Le gouvernement bernois relève que cela dépasserait les limites de l'engagement «admissible» des pouvoirs publics dans une campagne de votation. Il tient à ce que la solution de la Question jurassienne soit le résultat d'une procédure démocratique. Il ne financera donc pas d'actions menées par les comités en faveur du maintien du Jura bernois dans le canton de Berne.
L'exécutif a fait cette mise au point vendredi dans ses réponses à une série d'interventions parlementaires déposées par des opposants comme par des partisans d'un nouveau canton. C'est le 24 novembre que les citoyens des deux régions se prononceront sur la mise en place d'une constituante chargée de dessiner un projet de canton.
Engagement jurassien
Berne attend de son homologue jurassien qu'il agisse aussi dans une totale transparence. Il a souligné que l'engagement des autorités cantonales ou communales du Jura, ainsi que l'utilisation de fonds publics étaient proscrits. Le résultat de la votation serait sinon juridiquement attaquable.

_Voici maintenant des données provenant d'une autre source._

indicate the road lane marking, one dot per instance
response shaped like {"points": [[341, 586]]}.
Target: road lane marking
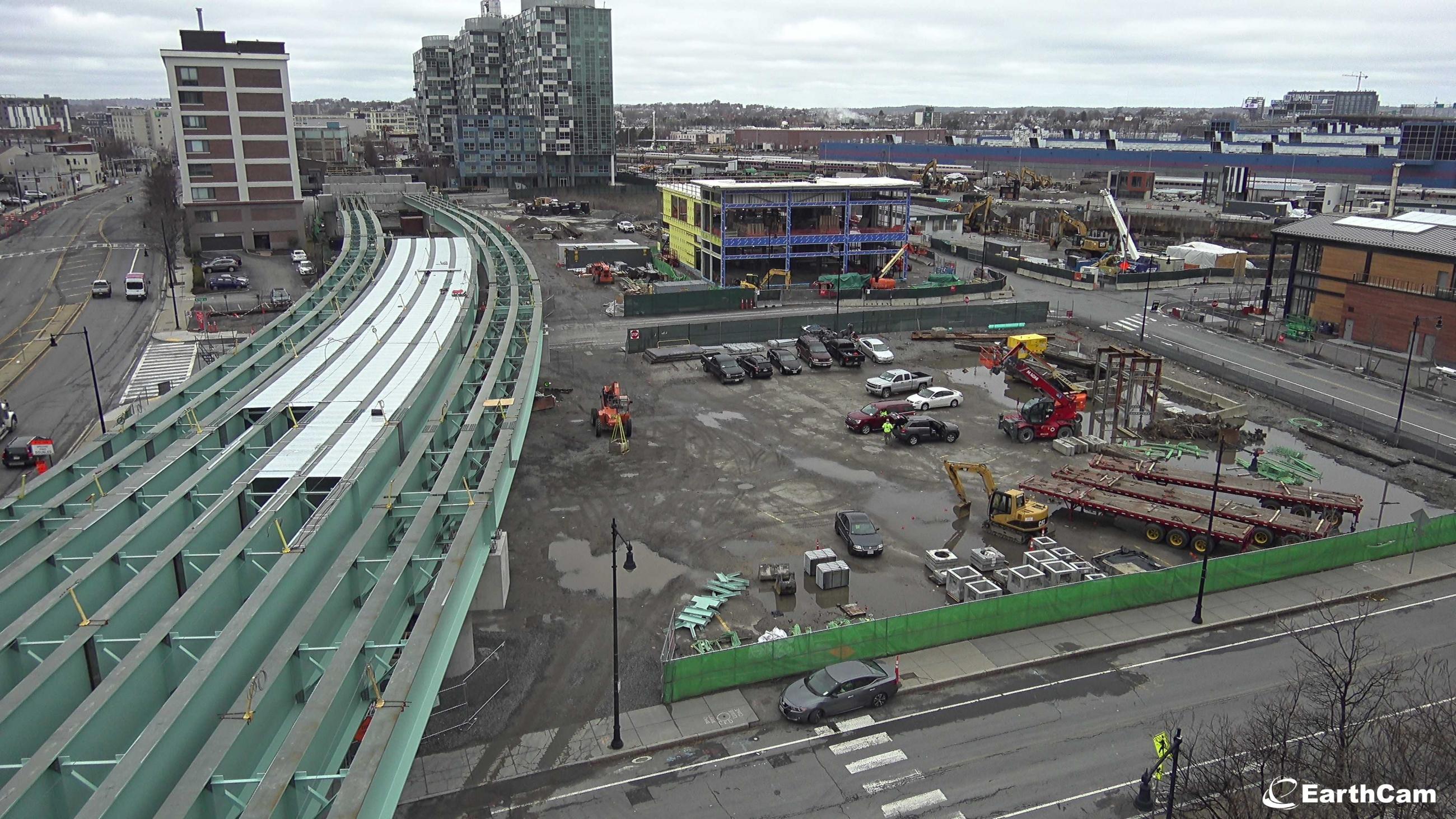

L'exécutif bernois l'a répété vendredi, il jugerait «inacceptable» que les autorités du Jura engagent des fonds publics pour financer la campagne tant dans le Jura que dans le Jura bernois. Il ne peut cependant pas empêcher qu'une campagne en faveur du oui soit menée dans le Jura bernois par des mouvements implantés dans le Jura.
Début de polémique
Une ligne suivie par le Jura. Le Gouvernement jurassien a souligné à plusieurs reprises qu'il n'investira pas d'argent public dans des actions de propagande. Il avait qualifié au début du mois de mars de fantaisistes les affirmations selon lesquelles il disposerait d'un budget de campagne entre un et deux millions de francs.
Dans sa réponse aux interpellations parlementaires, le gouvernement bernois écrit qu'il a la conviction que le maintien du Jura bernois dans le canton de Berne est dans l'intérêt de la région elle-même, dans celui de la Suisse romande et de la Suisse toute entière.